The emergence of COVID-19 inarguably altered all ways of life and derailed millions of plans. Amongst the necessary changes was the halting of study abroad programs and other non-essential international travel.
“In brief, the COVID-19 pandemic has definitely affected international travel everywhere – not just for MSU,” Global Health, Safety, and Security Coordinator Elke Schmidt said in an email. “With that in mind, we are extremely excited for a return to Education Abroad programming, as we’ve been slowly ramping up over the past year.”
The university’s administration has added quarantine coverage to MSU’s international travel health insurance to better support MSU travelers, including Education Abroad students.
“We have also worked with our partners abroad to ensure that we have contingency planning in place should a student or a faculty member contract COVID-19 and need to quarantine,” Schmidt said. “This type of planning is beneficial, not just regarding COVID-19 but also to have strong plans in place for any time that a student might be able to fully participate in programming.”
Journalism and public relations senior Dina Kaur, the managing editor at The State News, said luck was on her side when applying for her study abroad program at John Cabot University in Rome.
“When COVID happened, I was super worried that I wouldn’t be able to live my dream of studying abroad,” Kaur said.
Having applied in the fall of last year, Kaur just managed to avoid the cancellation of education abroad programs.
“It was like cautious optimism,” she said.
Kaur’s Rome, Italy destination was hit hard at the beginning of the pandemic, resulting in extra strict protocols for visiting students. The KN95 was the only acceptable mask to wear in Rome.
“Also, when I was first going, you had to wear masks outside,” Kaur revealed. “In Italy, in order to go inside of restaurants and bars or wherever you wanted to go, you needed your COVID vaccination card.”

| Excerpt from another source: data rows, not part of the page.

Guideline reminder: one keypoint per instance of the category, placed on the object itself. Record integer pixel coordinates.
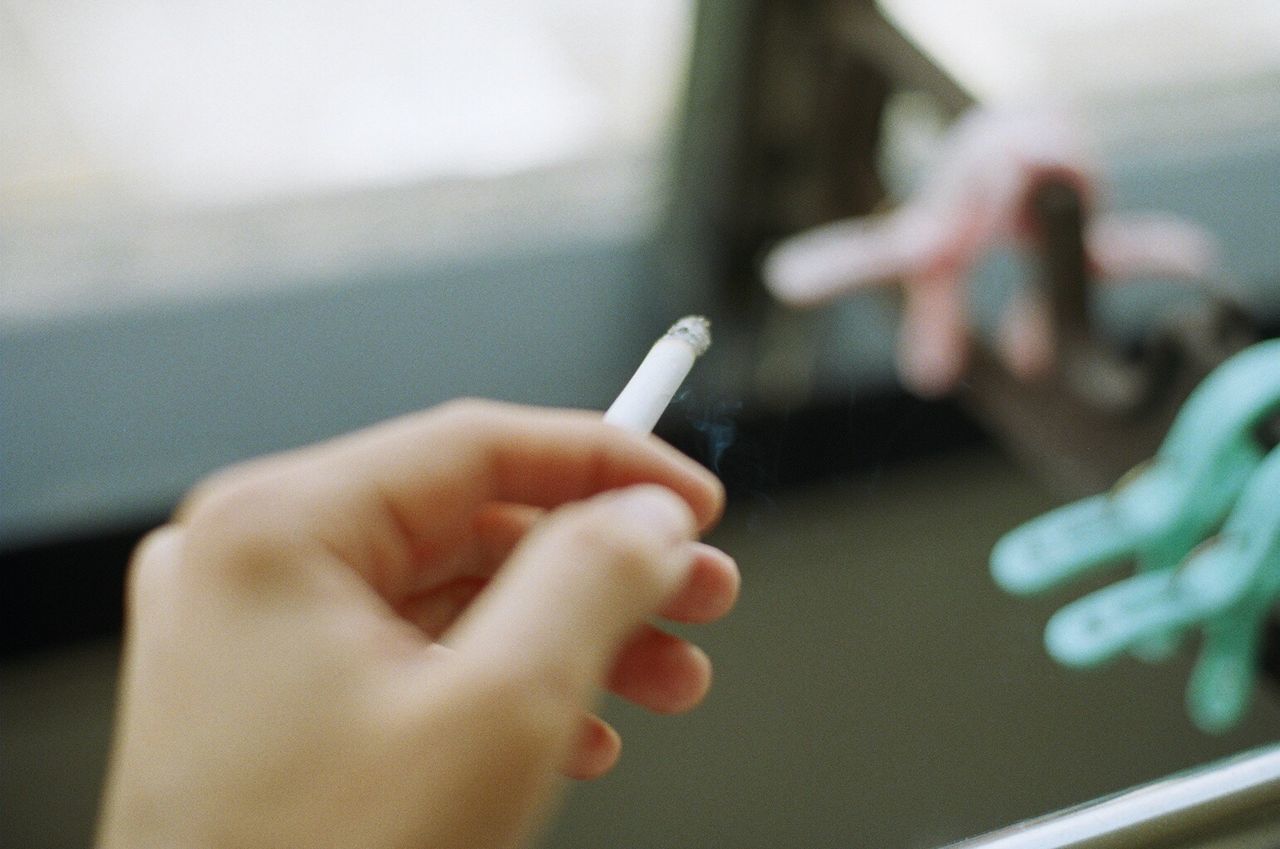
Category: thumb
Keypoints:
(577, 587)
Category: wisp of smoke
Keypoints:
(718, 429)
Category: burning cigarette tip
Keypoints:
(659, 375)
(694, 329)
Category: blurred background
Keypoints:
(233, 227)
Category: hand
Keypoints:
(396, 638)
(973, 200)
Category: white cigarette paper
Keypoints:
(656, 382)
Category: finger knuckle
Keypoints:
(240, 519)
(151, 567)
(531, 706)
(630, 556)
(467, 412)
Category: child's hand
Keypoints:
(396, 638)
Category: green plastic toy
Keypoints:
(1211, 468)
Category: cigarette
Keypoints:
(652, 387)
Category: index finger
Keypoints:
(426, 474)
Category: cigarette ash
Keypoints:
(694, 329)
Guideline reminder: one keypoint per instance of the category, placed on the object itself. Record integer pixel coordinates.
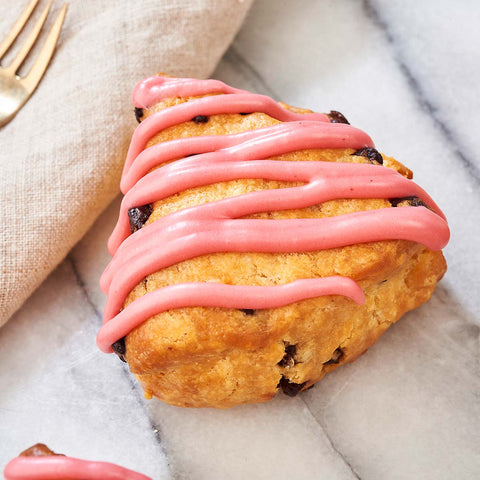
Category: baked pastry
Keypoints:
(258, 245)
(41, 463)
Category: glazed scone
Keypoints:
(41, 463)
(270, 244)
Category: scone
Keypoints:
(258, 245)
(40, 463)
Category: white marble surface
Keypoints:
(407, 73)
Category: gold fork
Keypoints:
(16, 90)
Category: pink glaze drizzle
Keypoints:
(60, 467)
(217, 227)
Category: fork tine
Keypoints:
(23, 52)
(17, 28)
(30, 81)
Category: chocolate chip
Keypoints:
(412, 201)
(138, 114)
(290, 388)
(337, 117)
(39, 450)
(369, 153)
(288, 359)
(336, 356)
(119, 349)
(137, 216)
(200, 119)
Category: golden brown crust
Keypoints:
(214, 357)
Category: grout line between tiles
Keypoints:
(156, 430)
(418, 93)
(330, 441)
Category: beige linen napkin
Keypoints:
(61, 157)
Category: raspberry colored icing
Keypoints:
(219, 227)
(61, 467)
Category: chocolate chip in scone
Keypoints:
(337, 117)
(119, 349)
(39, 450)
(370, 153)
(200, 119)
(137, 216)
(336, 357)
(138, 114)
(288, 359)
(412, 201)
(290, 388)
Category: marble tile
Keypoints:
(408, 408)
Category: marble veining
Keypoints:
(406, 409)
(419, 93)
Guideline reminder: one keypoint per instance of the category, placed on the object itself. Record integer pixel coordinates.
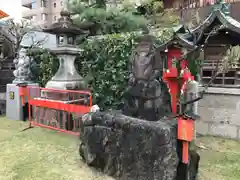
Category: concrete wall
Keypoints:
(220, 113)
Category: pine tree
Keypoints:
(106, 20)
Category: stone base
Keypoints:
(130, 148)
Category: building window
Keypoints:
(34, 17)
(231, 78)
(34, 5)
(44, 16)
(43, 3)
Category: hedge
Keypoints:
(104, 64)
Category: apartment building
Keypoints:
(42, 12)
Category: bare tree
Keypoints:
(20, 30)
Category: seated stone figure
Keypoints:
(147, 96)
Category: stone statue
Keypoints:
(147, 96)
(23, 65)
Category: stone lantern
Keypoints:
(66, 32)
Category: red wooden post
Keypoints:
(171, 77)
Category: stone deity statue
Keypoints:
(147, 96)
(23, 65)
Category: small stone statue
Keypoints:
(147, 96)
(23, 64)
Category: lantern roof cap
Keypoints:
(64, 25)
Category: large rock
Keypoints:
(130, 148)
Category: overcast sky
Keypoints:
(12, 7)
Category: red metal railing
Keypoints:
(59, 110)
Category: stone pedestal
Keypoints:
(131, 148)
(14, 108)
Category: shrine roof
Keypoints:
(221, 13)
(178, 39)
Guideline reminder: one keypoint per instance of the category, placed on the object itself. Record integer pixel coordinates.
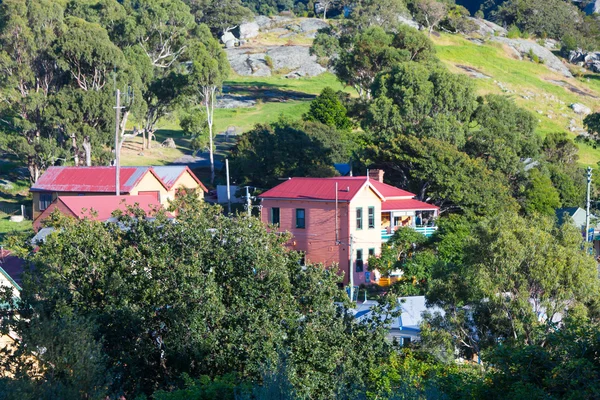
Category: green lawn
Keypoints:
(528, 83)
(8, 227)
(277, 96)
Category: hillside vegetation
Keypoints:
(532, 85)
(493, 67)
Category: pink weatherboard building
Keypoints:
(344, 220)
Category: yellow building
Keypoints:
(84, 181)
(178, 177)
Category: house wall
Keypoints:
(5, 282)
(318, 239)
(55, 195)
(150, 183)
(37, 223)
(185, 181)
(365, 238)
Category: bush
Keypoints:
(568, 44)
(269, 62)
(533, 57)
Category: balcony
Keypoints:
(386, 234)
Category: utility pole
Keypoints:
(587, 206)
(248, 201)
(228, 187)
(117, 161)
(351, 268)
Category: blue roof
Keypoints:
(343, 168)
(169, 174)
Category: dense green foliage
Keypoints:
(207, 295)
(328, 109)
(271, 152)
(62, 65)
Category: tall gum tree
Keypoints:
(209, 69)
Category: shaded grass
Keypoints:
(7, 227)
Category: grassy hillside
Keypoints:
(533, 86)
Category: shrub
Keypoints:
(269, 62)
(533, 57)
(513, 32)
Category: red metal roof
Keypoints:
(104, 206)
(90, 179)
(170, 174)
(316, 188)
(408, 204)
(324, 189)
(12, 266)
(389, 191)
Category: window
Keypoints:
(45, 200)
(358, 217)
(302, 260)
(371, 217)
(359, 260)
(300, 218)
(275, 215)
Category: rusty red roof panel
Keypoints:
(324, 189)
(408, 204)
(389, 191)
(100, 208)
(88, 179)
(316, 188)
(170, 174)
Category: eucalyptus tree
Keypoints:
(204, 295)
(209, 68)
(513, 281)
(29, 78)
(159, 31)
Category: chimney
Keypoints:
(376, 174)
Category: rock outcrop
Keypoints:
(486, 28)
(589, 60)
(296, 61)
(249, 30)
(525, 47)
(580, 109)
(593, 7)
(229, 40)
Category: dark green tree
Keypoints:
(329, 110)
(358, 56)
(270, 152)
(516, 276)
(502, 134)
(539, 194)
(439, 172)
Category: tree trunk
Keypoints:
(34, 171)
(209, 101)
(150, 133)
(75, 150)
(87, 146)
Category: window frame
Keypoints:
(44, 196)
(360, 262)
(272, 215)
(359, 219)
(303, 226)
(371, 214)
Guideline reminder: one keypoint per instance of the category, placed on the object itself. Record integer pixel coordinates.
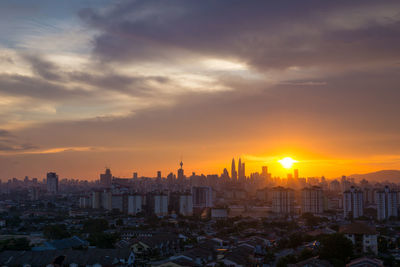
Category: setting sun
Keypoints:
(287, 162)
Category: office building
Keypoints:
(52, 183)
(106, 178)
(353, 204)
(233, 171)
(134, 204)
(282, 200)
(312, 200)
(386, 204)
(202, 197)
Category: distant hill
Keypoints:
(379, 176)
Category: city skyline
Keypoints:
(88, 84)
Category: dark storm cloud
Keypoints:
(132, 85)
(44, 68)
(262, 33)
(53, 83)
(19, 85)
(346, 111)
(10, 143)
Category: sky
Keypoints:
(138, 86)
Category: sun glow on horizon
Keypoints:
(287, 162)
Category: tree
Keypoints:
(336, 246)
(284, 261)
(56, 231)
(95, 226)
(15, 244)
(103, 240)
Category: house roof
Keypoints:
(358, 228)
(312, 262)
(67, 243)
(80, 257)
(364, 261)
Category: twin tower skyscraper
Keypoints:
(240, 175)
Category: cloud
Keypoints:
(265, 35)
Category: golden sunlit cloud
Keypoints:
(287, 162)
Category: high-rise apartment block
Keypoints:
(52, 183)
(312, 200)
(353, 204)
(386, 204)
(282, 200)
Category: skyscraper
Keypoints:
(241, 171)
(386, 201)
(181, 176)
(105, 178)
(312, 200)
(52, 183)
(233, 171)
(353, 203)
(296, 174)
(282, 200)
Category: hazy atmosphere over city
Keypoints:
(140, 85)
(218, 133)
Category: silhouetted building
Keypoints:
(312, 200)
(106, 178)
(202, 197)
(52, 183)
(282, 200)
(233, 171)
(386, 201)
(134, 204)
(353, 203)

Kaur said that Italy has a unique system called the “Green Pass” that allows vaccinated individuals living in the European Union to have their proof of vaccination as QR codes on their phones, providing for easy scanning into closed spaces. Non-European citizens would need to carry a COVID-19 vaccination card or something similar.
“You could only eat outside if you didn’t have one,” Kaur said.
Traveling to other countries within the EU mandated a COVID-19 test every single time you left the country and came back up until February when that mandate was lifted, about halfway through the semester for Kaur.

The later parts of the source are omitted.